Il libro è questo, Il mestiere di riflettere. Storie di traduttori e traduzioni.
Dice il risvolto:
“Traduttore, traditore, recita un vecchio adagio. Noi traduttori non ci sentiamo affatto traditori, però. Semmai traditi, delle volte. Dietro buona parte dei libri che fanno bella mostra di sé nelle vetrine e sugli scaffali delle librerie ci siamo noi: noi con il nostro lavoro quotidiano, col nostro fare talvolta la guerra e talvolta l’amore con il romanzo di turno. Già, perché la nostra è una vita agrodolce, una vita segnata dall’invisibilità, condizione che a volte ci sta a pennello e altre volte ci sta un po’ stretta. Bene che ci vada, siamo un nome che fa capolino da un frontespizio. Questa è una raccolta di racconti, di storie: storie di traduzioni ma soprattutto storie di traduttori. Perché tra queste pagine, tra queste righe c’è il nostro lavoro, c’è la nostra vita, ci siamo noi.” A partire da un romanzo, da un’esperienza di traduzione, alcuni tra i più brillanti e noti traduttori italiani ci raccontano storie di lavoro, di passione, ma anche – e soprattutto – di vita.
(Mica cotiche.)
Dico io:
Ci sono alcune belle istantanee di vita quotidiana del traduttore. Ho trovato interessanti soprattutto i reportage sulle traduzioni a più mani: io faccio questo mestiere appunto per poter avere meno contatti possibile con altri esponenti della specie homo sapiens, quindi trovo difficile capire come si possa lavorare dovendosi confrontare continuamente con un altro. E ci sono alcuni succosi aneddoti sulla risoluzione di giochi di parole, l’eterna croce del traduttore.
Però.
Sono ancora dell’idea che molti miei colleghi nutrano un’opinione ridicolmente elevata circa la natura “artistica” del proprio lavoro e il trasporto passional-esistenziale necessario per svolgerlo al meglio.

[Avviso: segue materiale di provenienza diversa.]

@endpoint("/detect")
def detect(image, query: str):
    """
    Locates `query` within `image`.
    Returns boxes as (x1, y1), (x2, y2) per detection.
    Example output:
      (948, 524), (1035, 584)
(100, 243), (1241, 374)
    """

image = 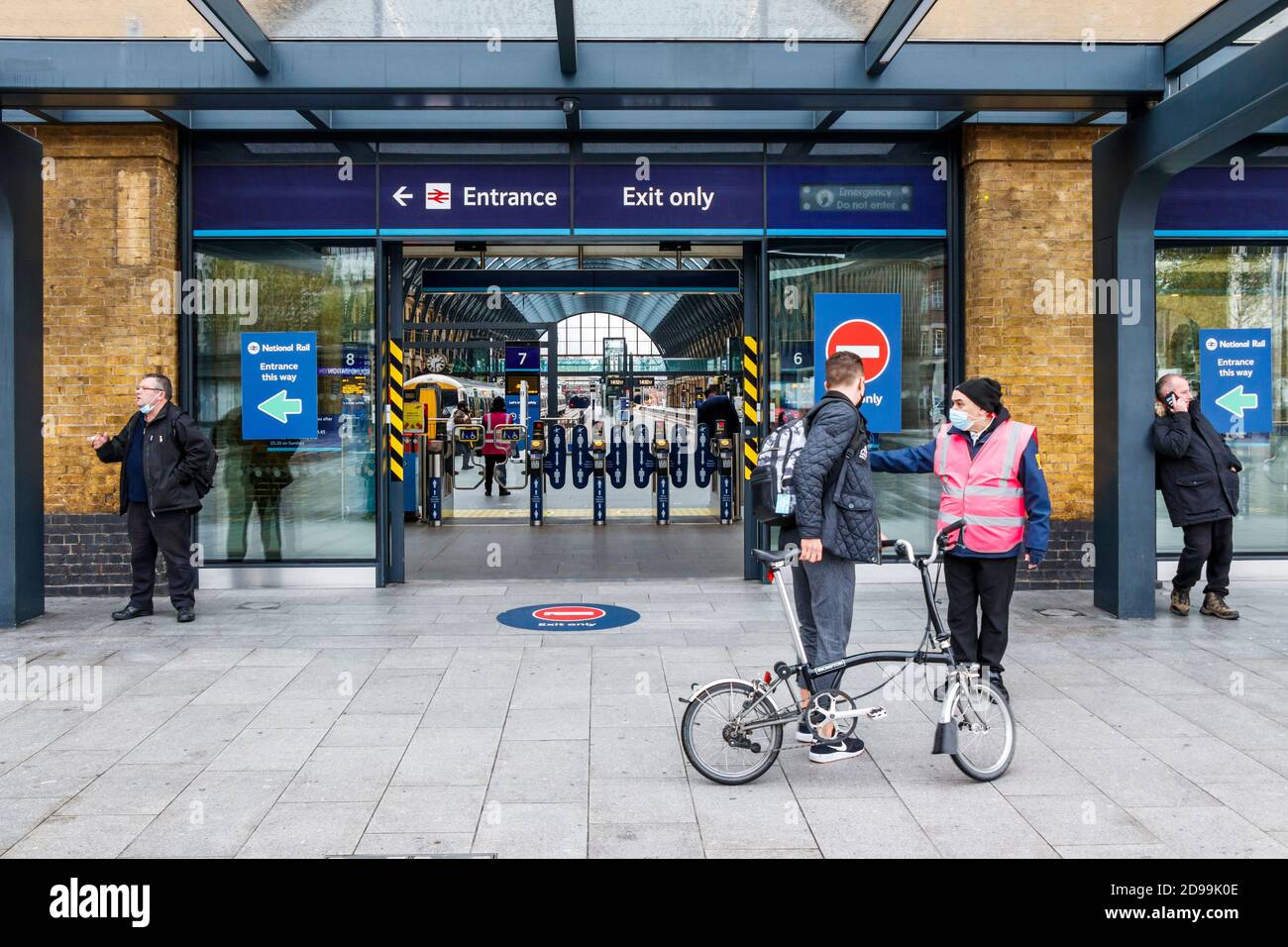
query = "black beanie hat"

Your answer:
(957, 377), (1002, 415)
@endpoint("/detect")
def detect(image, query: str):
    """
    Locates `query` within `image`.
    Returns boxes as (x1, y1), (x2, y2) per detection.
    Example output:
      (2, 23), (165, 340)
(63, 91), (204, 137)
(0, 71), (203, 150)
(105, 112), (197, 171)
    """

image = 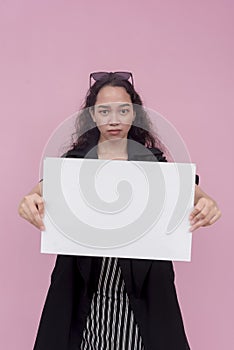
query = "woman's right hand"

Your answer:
(18, 183), (45, 231)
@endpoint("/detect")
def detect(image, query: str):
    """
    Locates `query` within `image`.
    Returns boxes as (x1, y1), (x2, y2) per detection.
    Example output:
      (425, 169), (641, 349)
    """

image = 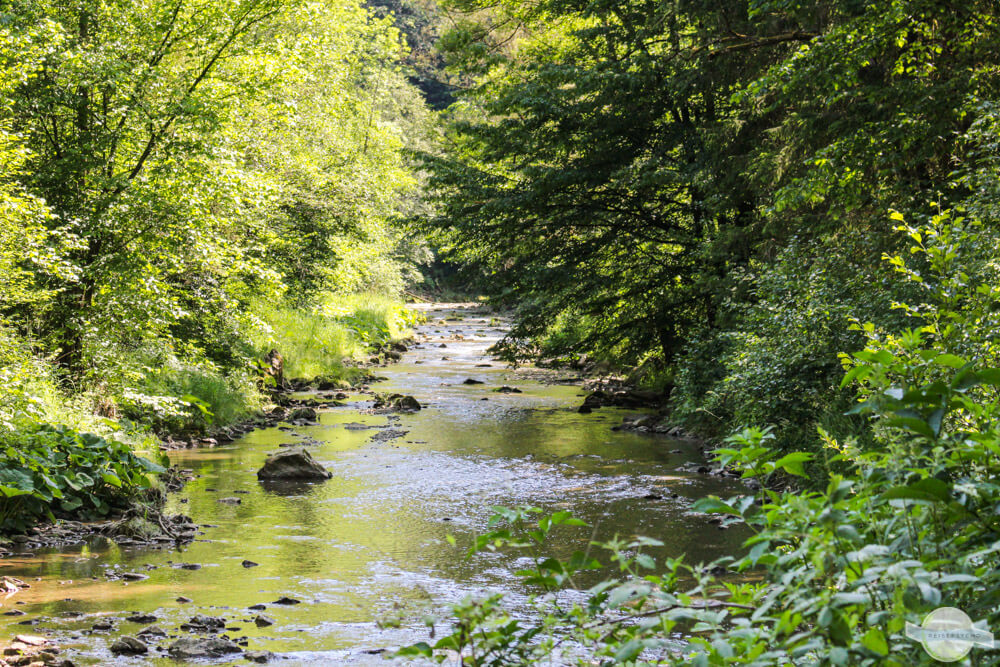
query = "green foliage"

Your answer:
(0, 421), (163, 532)
(405, 212), (1000, 666)
(418, 0), (1000, 460)
(0, 0), (430, 530)
(254, 294), (415, 379)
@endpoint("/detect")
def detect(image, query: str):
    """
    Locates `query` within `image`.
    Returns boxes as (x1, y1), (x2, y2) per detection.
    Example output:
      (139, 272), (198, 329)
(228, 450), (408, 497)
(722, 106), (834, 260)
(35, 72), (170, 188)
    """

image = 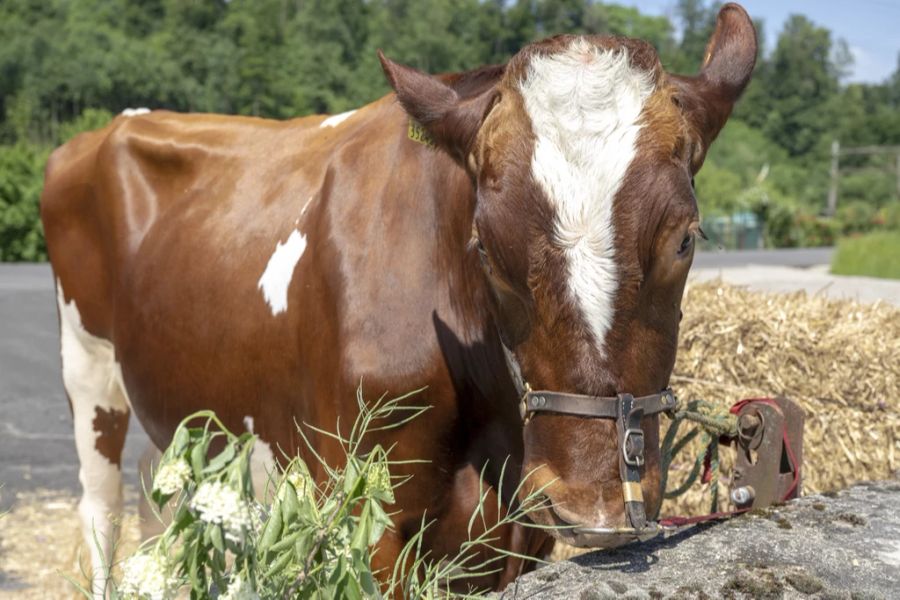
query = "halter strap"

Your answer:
(521, 388), (675, 419)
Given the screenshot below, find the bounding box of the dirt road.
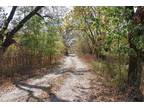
[0,55,97,102]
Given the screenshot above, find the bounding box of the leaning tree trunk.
[127,7,144,101]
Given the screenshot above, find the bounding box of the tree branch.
[0,6,17,40]
[7,6,43,38]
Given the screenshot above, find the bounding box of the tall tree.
[0,6,43,52]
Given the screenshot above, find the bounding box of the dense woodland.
[0,6,144,101]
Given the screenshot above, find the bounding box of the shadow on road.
[14,82,68,102]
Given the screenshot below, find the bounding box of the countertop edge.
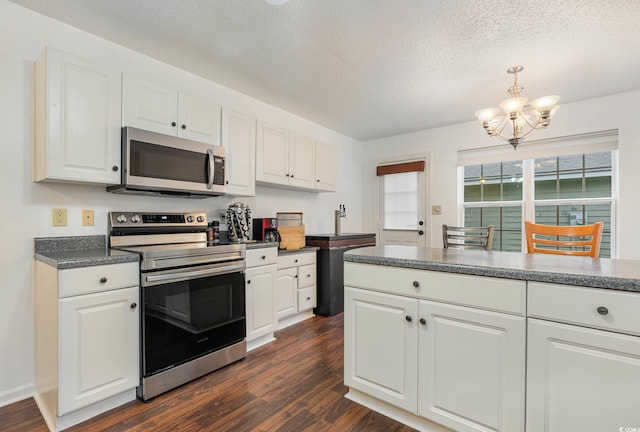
[344,251,640,292]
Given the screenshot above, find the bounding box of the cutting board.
[278,225,305,250]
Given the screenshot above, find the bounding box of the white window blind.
[458,129,618,166]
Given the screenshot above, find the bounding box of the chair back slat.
[524,222,603,257]
[442,224,495,251]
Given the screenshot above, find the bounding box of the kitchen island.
[344,246,640,432]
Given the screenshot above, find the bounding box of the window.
[462,151,615,257]
[382,171,420,230]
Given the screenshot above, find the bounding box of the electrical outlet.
[82,210,93,226]
[51,209,67,226]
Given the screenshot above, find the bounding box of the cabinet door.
[527,319,640,432]
[289,133,316,189]
[57,287,140,416]
[256,121,290,185]
[245,264,278,341]
[344,287,419,414]
[122,74,178,136]
[178,92,221,145]
[277,267,298,319]
[418,301,524,432]
[34,48,122,184]
[316,141,338,192]
[222,108,256,196]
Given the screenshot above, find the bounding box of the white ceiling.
[12,0,640,140]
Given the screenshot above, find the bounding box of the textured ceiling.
[12,0,640,140]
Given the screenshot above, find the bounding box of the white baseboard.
[344,388,451,432]
[247,333,276,352]
[278,309,315,330]
[0,384,36,407]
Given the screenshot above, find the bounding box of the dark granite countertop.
[305,233,376,240]
[34,236,140,269]
[245,242,279,250]
[344,246,640,292]
[278,246,320,255]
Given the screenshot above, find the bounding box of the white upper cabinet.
[33,48,121,185]
[256,121,289,185]
[256,121,336,191]
[316,141,338,192]
[122,74,221,145]
[222,108,256,196]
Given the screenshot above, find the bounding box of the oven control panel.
[109,212,207,231]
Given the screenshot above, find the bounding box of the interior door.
[378,157,429,247]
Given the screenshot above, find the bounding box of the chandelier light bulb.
[475,108,500,123]
[500,97,527,115]
[475,66,560,150]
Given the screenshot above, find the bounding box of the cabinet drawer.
[298,264,316,288]
[58,262,140,298]
[528,282,640,335]
[298,286,317,312]
[247,247,278,268]
[278,251,316,268]
[344,262,527,315]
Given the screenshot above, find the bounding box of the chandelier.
[475,66,560,150]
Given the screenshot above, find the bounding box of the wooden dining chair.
[524,222,602,257]
[442,224,495,251]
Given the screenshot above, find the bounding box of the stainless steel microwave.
[107,127,227,198]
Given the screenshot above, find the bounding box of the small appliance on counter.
[227,202,251,243]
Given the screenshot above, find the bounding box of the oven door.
[142,267,246,377]
[122,127,226,195]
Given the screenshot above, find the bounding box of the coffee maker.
[253,218,278,242]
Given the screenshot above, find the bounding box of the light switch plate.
[51,209,67,226]
[82,210,94,226]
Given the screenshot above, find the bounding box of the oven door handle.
[207,149,215,189]
[142,263,245,286]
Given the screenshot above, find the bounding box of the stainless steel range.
[109,212,247,400]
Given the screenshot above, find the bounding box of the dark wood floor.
[0,314,413,432]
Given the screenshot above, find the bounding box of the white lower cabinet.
[345,287,525,432]
[527,282,640,432]
[277,267,298,319]
[34,261,140,431]
[245,247,278,350]
[344,262,526,432]
[277,250,317,328]
[527,319,640,432]
[418,300,526,432]
[344,287,418,414]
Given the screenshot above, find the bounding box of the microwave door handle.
[207,149,214,189]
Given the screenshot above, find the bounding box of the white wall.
[0,0,362,406]
[363,91,640,259]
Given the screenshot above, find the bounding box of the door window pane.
[382,171,419,230]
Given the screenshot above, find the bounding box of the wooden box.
[278,225,305,250]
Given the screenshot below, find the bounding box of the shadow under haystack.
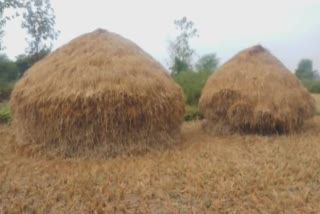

Non so ai non traduttori, che invito a palesarsi nei commenti, ma a me fanno ridere frasi del tipo: “[La traduzione è] una via d’accesso al mistero… [che è] proprio l’essenza del nostro dilemma quotidiano e della nostra quotidiana estasi”; oppure: “Tradurre è anche un viaggio dentro se stessi”, oppure: “La dimensione etica del raccogliersi e dello scrivere. Del raccogliersi per scrivere. Del tradurre.”
A me paiono degli invasati. Alcuni eh, mica tutti. Signori, e soprattutto signore, ficcatevelo in testa:
1) Non siete scrittori, non siete artisti, non siete sacerdoti di culti esoterici.
2) Tanti redattori sono più artisti di voi. E sapete quanto guadagna il redattore precario che rivede la vostra traduzione e corregge i vostri erroracci (e i miei)?
3) (corollario del precedente) Smettetela una buona volta di frignare che la vita è agra, e che le cartelle da duemila battute son tante, e che vi pagano poco: l’editoria è piena di gente che guadagna meno di voi.
4) (corollario globale totale) Ripigliatevi.
Io, quando sono alla scrivania, non faccio viaggi dentro di me; cerco solo di guadagnarmi dignitosamente la pagnotta. Venti-venticinque cartelle al dì da tre anni, quattro o cinque riletture a fondo per ogni libro, sano artigianato editoriale. E, vivaddio, non è mia abitudine fare l’amore con i romanzi.
(Questo discorso è valido almeno per altri tre o quattro libri sul “punto di vista del povero traduttore” che ho letto di recente. E per tanta gente che gira su Biblit, su Proz e in altri rifugi utili a darsi reciproche pacche sulle spalle, atteggiandosi a intellettuali incompresi.)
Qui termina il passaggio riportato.